“And when you reap the harvest of your land, you shall not reap all the way to the edges of your field, or gather the gleanings of your harvest; you shall leave them for the poor and the stranger: I am your G-d” (Vayikra 23: 22). This verse appears precisely in the middle of the Torah’s description of the Biblical holidays. Not only is this verse seemingly out of context, it is completely superfluous. Just four chapters earlier, in the Torah portion we read last week, the Torah tells us “When you reap the harvest of your land, you shall not reap all the way to the edges of your field, or gather the gleanings of your harvest… you shall leave them for the poor and the stranger.”(Vayikra 19:9-10)
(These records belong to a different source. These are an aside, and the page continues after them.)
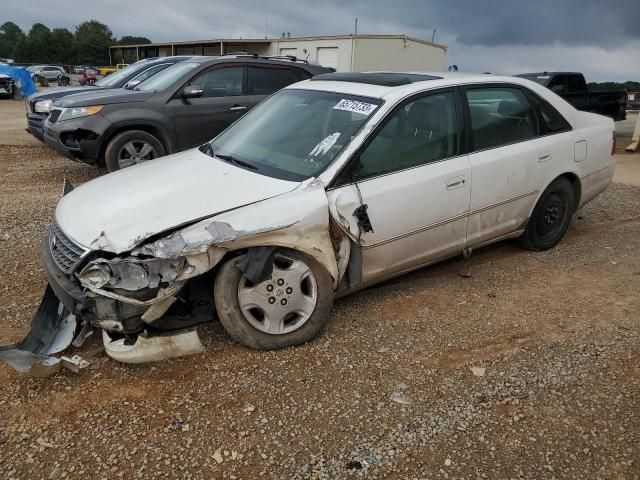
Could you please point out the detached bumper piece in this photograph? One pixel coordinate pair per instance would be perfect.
(153, 349)
(53, 328)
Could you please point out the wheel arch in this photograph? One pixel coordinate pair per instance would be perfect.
(151, 128)
(575, 183)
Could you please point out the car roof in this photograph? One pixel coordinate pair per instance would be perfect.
(547, 73)
(423, 81)
(256, 59)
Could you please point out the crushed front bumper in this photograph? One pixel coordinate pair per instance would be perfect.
(35, 125)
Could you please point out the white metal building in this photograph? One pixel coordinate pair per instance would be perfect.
(345, 53)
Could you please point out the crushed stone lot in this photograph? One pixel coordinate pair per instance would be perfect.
(511, 364)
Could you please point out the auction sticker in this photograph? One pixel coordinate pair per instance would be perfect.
(354, 106)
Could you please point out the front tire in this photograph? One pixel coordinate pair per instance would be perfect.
(130, 148)
(551, 217)
(287, 309)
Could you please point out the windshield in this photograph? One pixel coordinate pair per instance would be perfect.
(167, 77)
(541, 79)
(119, 77)
(295, 134)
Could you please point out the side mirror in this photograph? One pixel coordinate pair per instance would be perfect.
(132, 84)
(192, 91)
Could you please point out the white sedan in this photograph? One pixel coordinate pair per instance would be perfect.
(330, 185)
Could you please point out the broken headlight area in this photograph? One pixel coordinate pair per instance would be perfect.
(130, 274)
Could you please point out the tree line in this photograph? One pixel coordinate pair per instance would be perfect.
(88, 45)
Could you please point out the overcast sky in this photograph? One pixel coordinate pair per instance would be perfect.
(600, 38)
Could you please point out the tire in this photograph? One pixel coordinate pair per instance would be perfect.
(130, 148)
(245, 328)
(551, 217)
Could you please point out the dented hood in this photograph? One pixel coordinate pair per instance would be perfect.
(118, 211)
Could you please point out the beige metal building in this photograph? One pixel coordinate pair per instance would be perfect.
(345, 53)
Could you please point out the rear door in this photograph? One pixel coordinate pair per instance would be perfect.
(265, 79)
(510, 160)
(416, 183)
(223, 101)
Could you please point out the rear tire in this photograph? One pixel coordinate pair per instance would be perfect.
(298, 298)
(130, 148)
(551, 217)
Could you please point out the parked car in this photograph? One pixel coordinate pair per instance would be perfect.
(39, 104)
(48, 72)
(329, 186)
(7, 86)
(181, 107)
(104, 71)
(573, 88)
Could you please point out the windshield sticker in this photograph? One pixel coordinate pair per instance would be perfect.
(325, 145)
(355, 106)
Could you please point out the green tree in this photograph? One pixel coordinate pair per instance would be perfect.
(91, 43)
(11, 36)
(62, 46)
(129, 40)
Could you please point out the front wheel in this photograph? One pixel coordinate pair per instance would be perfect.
(287, 309)
(130, 148)
(551, 217)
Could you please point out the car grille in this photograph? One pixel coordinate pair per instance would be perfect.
(66, 253)
(54, 115)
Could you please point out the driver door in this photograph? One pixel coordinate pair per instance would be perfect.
(416, 185)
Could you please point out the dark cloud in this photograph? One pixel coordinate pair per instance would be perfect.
(594, 36)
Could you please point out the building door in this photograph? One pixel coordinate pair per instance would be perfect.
(328, 57)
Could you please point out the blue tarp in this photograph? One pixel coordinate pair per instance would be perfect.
(22, 78)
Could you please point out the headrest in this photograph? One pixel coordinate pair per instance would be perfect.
(509, 108)
(425, 117)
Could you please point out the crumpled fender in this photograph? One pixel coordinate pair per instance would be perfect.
(53, 328)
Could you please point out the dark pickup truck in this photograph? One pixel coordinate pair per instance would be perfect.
(573, 88)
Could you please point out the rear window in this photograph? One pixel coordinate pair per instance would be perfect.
(552, 121)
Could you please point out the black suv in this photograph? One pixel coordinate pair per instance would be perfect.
(39, 104)
(181, 107)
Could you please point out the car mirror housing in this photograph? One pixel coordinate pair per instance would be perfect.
(192, 91)
(132, 84)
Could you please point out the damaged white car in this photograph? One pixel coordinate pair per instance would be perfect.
(329, 186)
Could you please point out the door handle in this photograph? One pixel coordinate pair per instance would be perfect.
(455, 182)
(544, 156)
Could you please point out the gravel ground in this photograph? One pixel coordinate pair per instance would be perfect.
(511, 364)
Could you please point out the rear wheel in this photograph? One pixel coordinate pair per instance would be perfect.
(130, 148)
(551, 217)
(287, 309)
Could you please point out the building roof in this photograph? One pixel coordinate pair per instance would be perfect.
(217, 41)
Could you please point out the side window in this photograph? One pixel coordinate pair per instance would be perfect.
(552, 121)
(575, 85)
(221, 82)
(557, 84)
(149, 72)
(265, 81)
(500, 116)
(422, 131)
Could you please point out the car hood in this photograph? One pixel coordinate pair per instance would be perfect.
(118, 211)
(59, 92)
(101, 96)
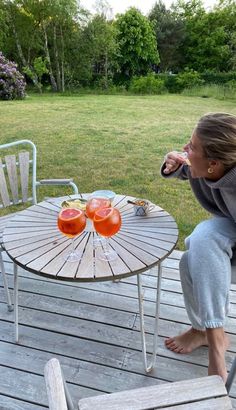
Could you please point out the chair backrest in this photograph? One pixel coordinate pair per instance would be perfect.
(18, 174)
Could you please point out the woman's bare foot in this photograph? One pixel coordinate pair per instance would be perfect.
(187, 341)
(218, 344)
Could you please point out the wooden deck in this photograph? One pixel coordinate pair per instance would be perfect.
(93, 329)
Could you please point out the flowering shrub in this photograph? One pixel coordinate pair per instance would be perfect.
(12, 83)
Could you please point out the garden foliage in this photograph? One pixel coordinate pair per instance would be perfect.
(12, 83)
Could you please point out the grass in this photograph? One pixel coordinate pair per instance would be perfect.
(114, 142)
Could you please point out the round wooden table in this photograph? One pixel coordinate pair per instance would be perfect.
(33, 241)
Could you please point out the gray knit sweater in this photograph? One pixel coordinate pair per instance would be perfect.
(217, 197)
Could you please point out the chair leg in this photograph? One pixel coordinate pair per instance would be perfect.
(16, 302)
(231, 375)
(8, 297)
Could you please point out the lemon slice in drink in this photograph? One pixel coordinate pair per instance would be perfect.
(75, 203)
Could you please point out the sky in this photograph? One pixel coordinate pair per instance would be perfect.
(120, 6)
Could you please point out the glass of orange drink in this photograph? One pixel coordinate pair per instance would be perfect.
(71, 222)
(93, 205)
(107, 222)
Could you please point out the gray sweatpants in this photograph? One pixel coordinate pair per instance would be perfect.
(205, 272)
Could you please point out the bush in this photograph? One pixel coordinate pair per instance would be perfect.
(149, 84)
(218, 78)
(188, 79)
(220, 92)
(12, 82)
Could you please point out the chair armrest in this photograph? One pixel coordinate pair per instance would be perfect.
(58, 182)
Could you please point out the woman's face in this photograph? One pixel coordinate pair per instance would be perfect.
(199, 163)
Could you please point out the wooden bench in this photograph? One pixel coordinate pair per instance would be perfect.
(196, 394)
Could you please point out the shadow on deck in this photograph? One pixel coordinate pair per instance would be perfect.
(93, 328)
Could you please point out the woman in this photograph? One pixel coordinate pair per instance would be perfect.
(205, 268)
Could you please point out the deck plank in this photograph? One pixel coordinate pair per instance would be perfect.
(93, 329)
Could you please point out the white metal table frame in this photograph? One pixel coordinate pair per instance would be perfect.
(148, 366)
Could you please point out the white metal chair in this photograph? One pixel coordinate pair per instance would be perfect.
(179, 394)
(20, 170)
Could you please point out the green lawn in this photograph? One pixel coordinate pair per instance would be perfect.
(115, 142)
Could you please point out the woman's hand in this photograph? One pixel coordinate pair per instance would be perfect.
(172, 161)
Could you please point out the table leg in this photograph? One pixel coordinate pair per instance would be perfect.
(16, 301)
(5, 284)
(149, 367)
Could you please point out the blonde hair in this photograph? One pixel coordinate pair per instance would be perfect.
(217, 133)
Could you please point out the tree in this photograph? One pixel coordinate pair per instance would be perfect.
(12, 82)
(137, 48)
(169, 29)
(205, 46)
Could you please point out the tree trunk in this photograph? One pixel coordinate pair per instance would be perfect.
(62, 62)
(106, 70)
(34, 76)
(52, 79)
(58, 73)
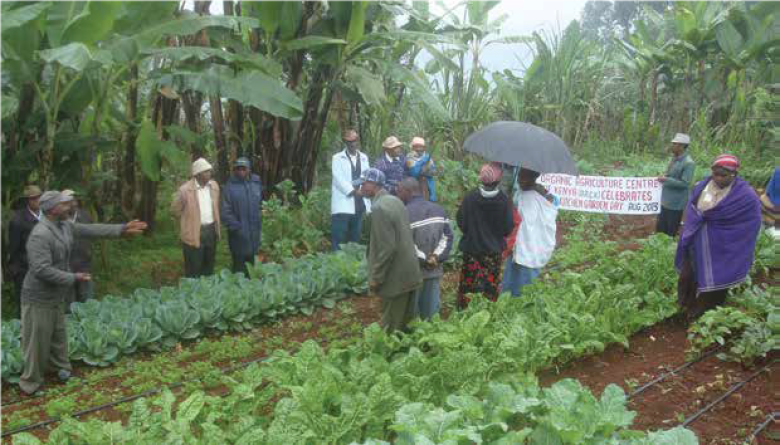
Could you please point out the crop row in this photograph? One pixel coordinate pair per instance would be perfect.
(443, 383)
(102, 331)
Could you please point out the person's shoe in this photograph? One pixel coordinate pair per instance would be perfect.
(64, 375)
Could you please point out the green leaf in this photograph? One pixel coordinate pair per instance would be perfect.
(8, 106)
(193, 24)
(75, 56)
(94, 23)
(190, 408)
(357, 22)
(729, 39)
(290, 19)
(309, 42)
(149, 150)
(419, 89)
(370, 86)
(250, 88)
(675, 436)
(18, 17)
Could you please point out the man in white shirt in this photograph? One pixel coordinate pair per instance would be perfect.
(535, 242)
(196, 206)
(347, 204)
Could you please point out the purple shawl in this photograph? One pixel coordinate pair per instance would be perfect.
(721, 240)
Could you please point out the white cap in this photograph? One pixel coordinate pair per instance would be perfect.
(681, 138)
(199, 166)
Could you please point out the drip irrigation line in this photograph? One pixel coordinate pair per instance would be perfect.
(123, 400)
(769, 419)
(734, 388)
(665, 375)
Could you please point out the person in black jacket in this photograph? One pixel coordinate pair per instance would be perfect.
(19, 228)
(485, 218)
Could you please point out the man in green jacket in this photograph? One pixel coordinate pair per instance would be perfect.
(393, 269)
(676, 186)
(49, 283)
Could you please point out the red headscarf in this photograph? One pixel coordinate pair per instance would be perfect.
(490, 174)
(729, 162)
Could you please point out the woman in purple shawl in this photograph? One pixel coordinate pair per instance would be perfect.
(715, 252)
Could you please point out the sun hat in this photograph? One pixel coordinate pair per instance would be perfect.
(391, 142)
(32, 191)
(52, 198)
(681, 138)
(349, 136)
(729, 162)
(199, 166)
(371, 175)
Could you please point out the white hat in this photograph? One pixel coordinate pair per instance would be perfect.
(199, 166)
(681, 138)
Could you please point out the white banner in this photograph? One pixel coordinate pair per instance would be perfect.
(601, 194)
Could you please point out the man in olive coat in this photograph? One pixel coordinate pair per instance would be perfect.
(49, 282)
(394, 271)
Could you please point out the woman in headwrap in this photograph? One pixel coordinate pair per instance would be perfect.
(715, 251)
(770, 201)
(485, 219)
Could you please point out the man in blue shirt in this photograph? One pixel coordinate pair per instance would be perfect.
(676, 186)
(242, 201)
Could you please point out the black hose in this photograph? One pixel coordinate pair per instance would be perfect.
(723, 396)
(769, 419)
(147, 393)
(663, 376)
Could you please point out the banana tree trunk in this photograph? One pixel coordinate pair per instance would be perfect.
(164, 114)
(218, 123)
(127, 184)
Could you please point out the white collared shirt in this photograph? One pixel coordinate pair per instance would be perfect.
(205, 204)
(37, 216)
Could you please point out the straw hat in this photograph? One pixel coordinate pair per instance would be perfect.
(391, 142)
(32, 191)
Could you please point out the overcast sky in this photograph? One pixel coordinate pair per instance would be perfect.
(524, 17)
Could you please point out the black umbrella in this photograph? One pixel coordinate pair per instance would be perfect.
(520, 143)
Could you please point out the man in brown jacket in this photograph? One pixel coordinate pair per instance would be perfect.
(393, 269)
(196, 206)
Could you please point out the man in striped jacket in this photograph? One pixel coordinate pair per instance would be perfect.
(433, 238)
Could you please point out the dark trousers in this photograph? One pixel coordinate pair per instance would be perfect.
(695, 304)
(668, 221)
(345, 228)
(240, 261)
(199, 261)
(18, 282)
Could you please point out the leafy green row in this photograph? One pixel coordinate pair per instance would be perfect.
(428, 385)
(368, 390)
(503, 414)
(102, 331)
(749, 325)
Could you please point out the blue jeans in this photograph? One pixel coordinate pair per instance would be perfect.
(428, 298)
(517, 276)
(345, 228)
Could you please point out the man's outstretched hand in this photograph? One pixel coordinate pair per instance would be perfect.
(134, 227)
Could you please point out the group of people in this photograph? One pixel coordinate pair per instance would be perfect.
(411, 235)
(508, 226)
(349, 205)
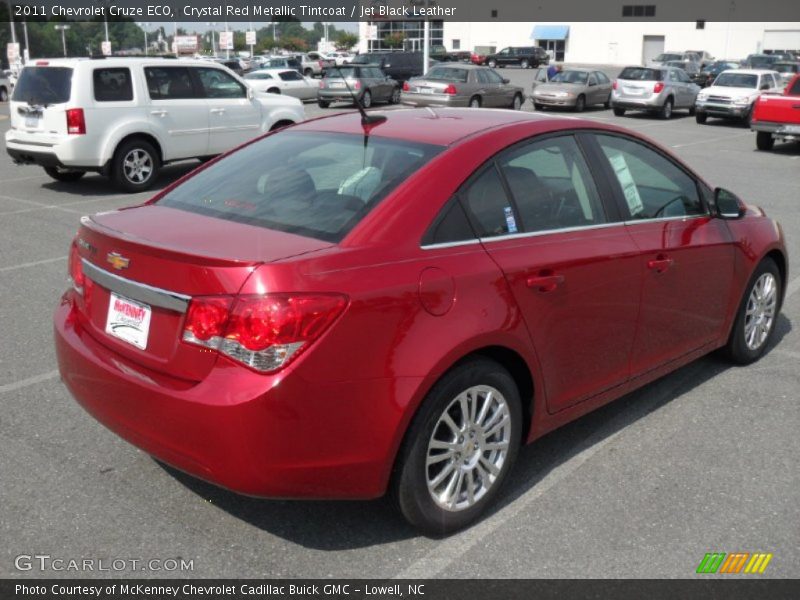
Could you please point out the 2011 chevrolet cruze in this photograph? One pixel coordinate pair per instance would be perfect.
(347, 307)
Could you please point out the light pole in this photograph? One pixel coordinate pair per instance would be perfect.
(63, 29)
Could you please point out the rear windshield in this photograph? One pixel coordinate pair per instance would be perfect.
(319, 185)
(44, 85)
(641, 74)
(736, 80)
(447, 74)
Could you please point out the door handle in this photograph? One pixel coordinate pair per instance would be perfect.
(545, 283)
(660, 264)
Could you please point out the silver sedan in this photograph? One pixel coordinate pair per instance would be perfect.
(455, 84)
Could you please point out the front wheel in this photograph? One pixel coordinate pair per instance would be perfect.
(764, 140)
(65, 175)
(459, 448)
(755, 319)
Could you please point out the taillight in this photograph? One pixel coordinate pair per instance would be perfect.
(263, 332)
(76, 276)
(75, 121)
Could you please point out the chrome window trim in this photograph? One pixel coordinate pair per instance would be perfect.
(136, 291)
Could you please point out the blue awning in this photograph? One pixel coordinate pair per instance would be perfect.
(550, 32)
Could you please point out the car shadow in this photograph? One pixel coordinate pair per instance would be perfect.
(94, 184)
(343, 525)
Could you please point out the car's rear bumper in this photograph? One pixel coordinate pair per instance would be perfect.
(270, 436)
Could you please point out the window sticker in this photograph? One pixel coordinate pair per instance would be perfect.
(511, 223)
(629, 188)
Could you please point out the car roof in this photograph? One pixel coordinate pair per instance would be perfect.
(440, 126)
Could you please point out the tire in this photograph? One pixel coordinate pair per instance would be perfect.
(666, 109)
(739, 349)
(427, 503)
(764, 140)
(64, 175)
(366, 99)
(130, 178)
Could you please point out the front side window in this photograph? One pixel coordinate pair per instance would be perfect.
(652, 186)
(169, 83)
(318, 185)
(552, 186)
(112, 85)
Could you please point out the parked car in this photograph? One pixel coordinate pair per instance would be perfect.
(658, 90)
(350, 311)
(125, 118)
(706, 77)
(283, 81)
(368, 83)
(458, 84)
(521, 56)
(734, 92)
(777, 117)
(666, 57)
(573, 88)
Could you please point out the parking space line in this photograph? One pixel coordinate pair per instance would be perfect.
(23, 383)
(35, 263)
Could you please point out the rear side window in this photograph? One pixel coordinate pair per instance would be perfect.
(169, 83)
(319, 185)
(44, 85)
(112, 85)
(641, 74)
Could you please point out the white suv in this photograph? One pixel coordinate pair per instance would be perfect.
(126, 117)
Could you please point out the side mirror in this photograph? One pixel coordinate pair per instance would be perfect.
(728, 204)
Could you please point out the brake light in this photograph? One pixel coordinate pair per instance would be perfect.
(76, 123)
(76, 277)
(262, 332)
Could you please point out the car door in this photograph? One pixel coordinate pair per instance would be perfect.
(178, 112)
(234, 118)
(570, 264)
(686, 255)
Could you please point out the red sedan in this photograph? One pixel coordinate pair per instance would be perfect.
(341, 309)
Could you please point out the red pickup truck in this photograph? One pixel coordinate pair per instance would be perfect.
(777, 116)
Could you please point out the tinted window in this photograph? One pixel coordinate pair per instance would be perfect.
(552, 186)
(169, 83)
(653, 187)
(43, 85)
(641, 74)
(314, 184)
(219, 84)
(112, 85)
(487, 203)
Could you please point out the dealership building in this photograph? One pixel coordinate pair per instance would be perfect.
(616, 43)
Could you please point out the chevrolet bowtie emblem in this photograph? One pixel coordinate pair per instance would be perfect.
(117, 261)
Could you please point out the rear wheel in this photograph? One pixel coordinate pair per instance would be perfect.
(459, 448)
(755, 320)
(135, 166)
(764, 140)
(65, 175)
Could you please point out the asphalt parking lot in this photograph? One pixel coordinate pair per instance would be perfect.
(702, 460)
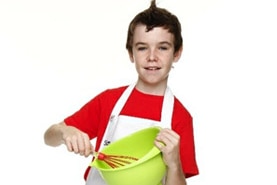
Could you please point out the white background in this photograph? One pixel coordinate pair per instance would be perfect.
(56, 55)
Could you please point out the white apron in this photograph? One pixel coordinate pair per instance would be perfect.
(120, 126)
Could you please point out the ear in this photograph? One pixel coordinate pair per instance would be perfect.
(131, 56)
(178, 54)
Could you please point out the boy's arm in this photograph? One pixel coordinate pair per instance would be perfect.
(75, 140)
(171, 156)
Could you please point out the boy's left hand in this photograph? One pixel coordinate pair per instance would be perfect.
(168, 142)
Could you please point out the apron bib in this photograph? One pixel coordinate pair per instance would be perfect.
(121, 125)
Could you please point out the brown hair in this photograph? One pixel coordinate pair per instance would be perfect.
(156, 17)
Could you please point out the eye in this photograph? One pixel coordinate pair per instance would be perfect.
(142, 48)
(163, 48)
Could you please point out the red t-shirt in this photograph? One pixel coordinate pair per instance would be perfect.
(93, 118)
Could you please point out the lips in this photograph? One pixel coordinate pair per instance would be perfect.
(152, 68)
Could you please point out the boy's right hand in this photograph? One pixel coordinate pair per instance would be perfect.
(76, 141)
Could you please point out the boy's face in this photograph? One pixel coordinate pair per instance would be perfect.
(153, 54)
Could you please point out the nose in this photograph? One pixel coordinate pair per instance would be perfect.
(152, 55)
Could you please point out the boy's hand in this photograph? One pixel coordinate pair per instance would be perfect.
(168, 142)
(77, 141)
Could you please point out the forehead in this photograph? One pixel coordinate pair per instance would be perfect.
(156, 35)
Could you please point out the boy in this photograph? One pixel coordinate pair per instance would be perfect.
(154, 43)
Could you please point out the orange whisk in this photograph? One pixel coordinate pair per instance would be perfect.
(115, 161)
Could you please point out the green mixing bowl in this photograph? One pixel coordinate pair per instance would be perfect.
(149, 169)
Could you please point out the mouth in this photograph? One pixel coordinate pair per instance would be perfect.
(152, 68)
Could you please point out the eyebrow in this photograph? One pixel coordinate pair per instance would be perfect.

Contrary to what is often thought, the Torah is not averse to repeating itself. While oftentimes the repetition adds additional insight and nuance, often the primary purpose is no more and no less that to stress the importance of a particular law. When something is important one repeats the message over and over again. Hence “36 – and some say 46 – times the Torah commands us [not to mistreat the] ger”, the stranger and/or convert (Bava Metzia 59b). It does so because this is something very, very important. As the Torah explains over and over again this is due to the fact that we were slaves in the land of Egypt. We know what it is like to be mistreated and we dare not do so to others.
Leket and Peah are so important as to what it means to be a Jew that the Torah repeated the command a mere 130 verses later. So important are these mitzvot that they are amongst the very few the Talmud says must be taught to a potential convert [1]. And it is these mitzvot that paved the way for the Davidic and hence the messianic dynasty. Who know if Rut and Naomi could have survived if not for these mitzvot? It was Boaz’s generosity and insistence that a Moabite woman be allowed to glean from his field that led to the birth of King David.
Undoubtedly, the Sages had this in mind when they taught “what reason had Scripture to place these laws amidst those regarding the festival-sacrifices — those of Pesach and Shavuot on this side of it, and those of the New Year, Day of Atonement and Sukkot following on that side of it? To teach you that he who leaves the gleanings, the forgotten sheaf and the corner of the field to the poor as it ought to be, is regarded as though he had built the Temple and offered his sacrifices therein”. It was King David, born only because Boaz fulfilled these mitzvot, who laid the groundwork for the building of the Temple and his son Shlomo – the great-great grandson of Rut and Boaz - who actually build the Temple.
Our Sages were teaching more than history; they were teaching how a small act of kindness can reverberate for generations and literally change the world.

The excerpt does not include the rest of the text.